Whilst we went to Chopwell Woods to teach spooncarving we also learnt some bushcraft tricks. My favourite was learning to make fire with flint and steel, Eric Methven taught me and Ollie and Jojo too then gave us a flint and steel each to practice at home. Here is Ollie blowing his ember into life.
This really is a magical thing, quite quick and easy to learn if you have the right tools and teacher and an instant connection with our ancestors from millennia past. It is really only a few hundred years since this was the standard way to light fire. The excitement when you blow your first ember into flame is great for kids of all ages…something everbody should try to do at least once.
One of our course members was the lucky owner of a genuine Ray Mears bushcraft knife. These are made by knife maker Alan Wood to Ray Mears design and sell on Ebay for £400-£500, sadly whilst they were designed as a knife to use for hard work they have become collectors items. I am not sure how Alan Wood feels about that. As a maker it gives me the greatest pleasure when I meet people who have enjoyed using my bowls for years in their daily lives, I would not want them to be cosseted.

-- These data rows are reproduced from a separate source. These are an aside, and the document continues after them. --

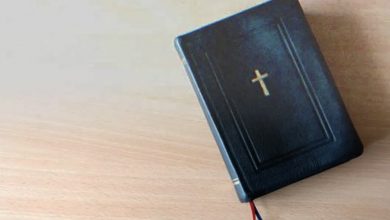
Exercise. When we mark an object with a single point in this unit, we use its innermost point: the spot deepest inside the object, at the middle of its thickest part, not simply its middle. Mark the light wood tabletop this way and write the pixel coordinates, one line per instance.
(99, 121)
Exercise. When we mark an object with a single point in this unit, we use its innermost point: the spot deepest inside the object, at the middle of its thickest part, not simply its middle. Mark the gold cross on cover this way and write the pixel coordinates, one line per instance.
(260, 78)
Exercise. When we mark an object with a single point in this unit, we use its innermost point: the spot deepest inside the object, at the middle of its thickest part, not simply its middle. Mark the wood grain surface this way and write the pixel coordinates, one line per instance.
(98, 119)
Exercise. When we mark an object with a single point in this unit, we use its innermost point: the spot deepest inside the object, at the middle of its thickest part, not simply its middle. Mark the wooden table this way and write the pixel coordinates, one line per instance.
(98, 119)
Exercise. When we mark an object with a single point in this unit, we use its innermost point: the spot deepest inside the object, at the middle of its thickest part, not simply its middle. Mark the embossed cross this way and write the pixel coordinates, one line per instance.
(260, 78)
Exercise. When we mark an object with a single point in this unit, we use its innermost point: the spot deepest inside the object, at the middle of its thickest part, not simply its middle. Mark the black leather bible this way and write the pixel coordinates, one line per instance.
(268, 96)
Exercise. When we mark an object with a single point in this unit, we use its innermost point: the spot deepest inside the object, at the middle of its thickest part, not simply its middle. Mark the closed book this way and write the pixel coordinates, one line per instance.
(269, 98)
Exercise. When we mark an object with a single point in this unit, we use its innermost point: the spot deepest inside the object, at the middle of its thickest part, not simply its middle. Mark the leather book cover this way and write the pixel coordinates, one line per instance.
(269, 98)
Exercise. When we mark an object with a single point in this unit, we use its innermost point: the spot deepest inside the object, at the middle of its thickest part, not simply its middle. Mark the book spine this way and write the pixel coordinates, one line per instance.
(242, 195)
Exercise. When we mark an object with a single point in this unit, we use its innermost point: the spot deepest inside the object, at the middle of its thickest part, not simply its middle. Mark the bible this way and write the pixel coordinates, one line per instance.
(268, 97)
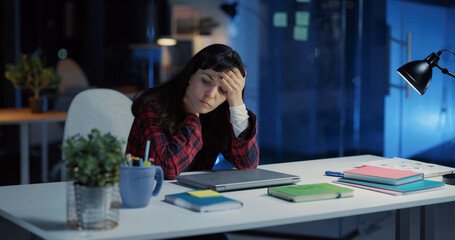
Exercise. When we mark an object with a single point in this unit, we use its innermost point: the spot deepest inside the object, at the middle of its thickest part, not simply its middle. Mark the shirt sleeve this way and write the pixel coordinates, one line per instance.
(239, 119)
(173, 154)
(244, 151)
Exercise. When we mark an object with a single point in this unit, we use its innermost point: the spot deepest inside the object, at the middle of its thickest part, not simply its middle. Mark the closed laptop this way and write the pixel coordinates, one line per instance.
(229, 180)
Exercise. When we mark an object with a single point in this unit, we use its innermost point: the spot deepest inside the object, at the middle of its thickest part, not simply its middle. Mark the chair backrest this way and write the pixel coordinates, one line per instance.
(105, 109)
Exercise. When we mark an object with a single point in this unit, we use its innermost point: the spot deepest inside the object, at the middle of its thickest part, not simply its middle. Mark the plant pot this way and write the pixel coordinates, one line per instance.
(92, 208)
(36, 104)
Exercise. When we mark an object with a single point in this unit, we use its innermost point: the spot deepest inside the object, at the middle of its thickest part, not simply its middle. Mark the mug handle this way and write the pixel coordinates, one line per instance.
(160, 178)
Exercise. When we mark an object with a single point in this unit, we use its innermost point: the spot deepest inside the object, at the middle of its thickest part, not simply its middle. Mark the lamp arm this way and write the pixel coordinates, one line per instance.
(445, 71)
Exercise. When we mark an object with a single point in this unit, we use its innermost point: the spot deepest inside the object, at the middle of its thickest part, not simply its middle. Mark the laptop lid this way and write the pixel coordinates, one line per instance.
(228, 180)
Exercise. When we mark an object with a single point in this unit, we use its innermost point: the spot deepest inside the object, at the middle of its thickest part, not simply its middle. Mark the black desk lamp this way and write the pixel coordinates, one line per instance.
(418, 73)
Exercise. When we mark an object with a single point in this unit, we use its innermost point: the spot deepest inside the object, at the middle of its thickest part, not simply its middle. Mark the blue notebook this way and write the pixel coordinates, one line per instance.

Anyway Ken kindly let me have a go with his knife and I was very interested to see how it performed as a woodcarver. First impressions were good, it was far lighter than I imagined, I have only seen them in pictures and thought they looked too big and chunky. Sadly it was not as sharp as it needed to be to really judge its working abilities, I could have sharpened it for Ken but they only fetch the top prices if they are “as new and never sharpened”. Rather a dilemma, do you sharpen it and use it as it was designed for and knock £100 off its value? Personally I enjoy using the Swedish and Finish knives that are mass produced and sell for £10.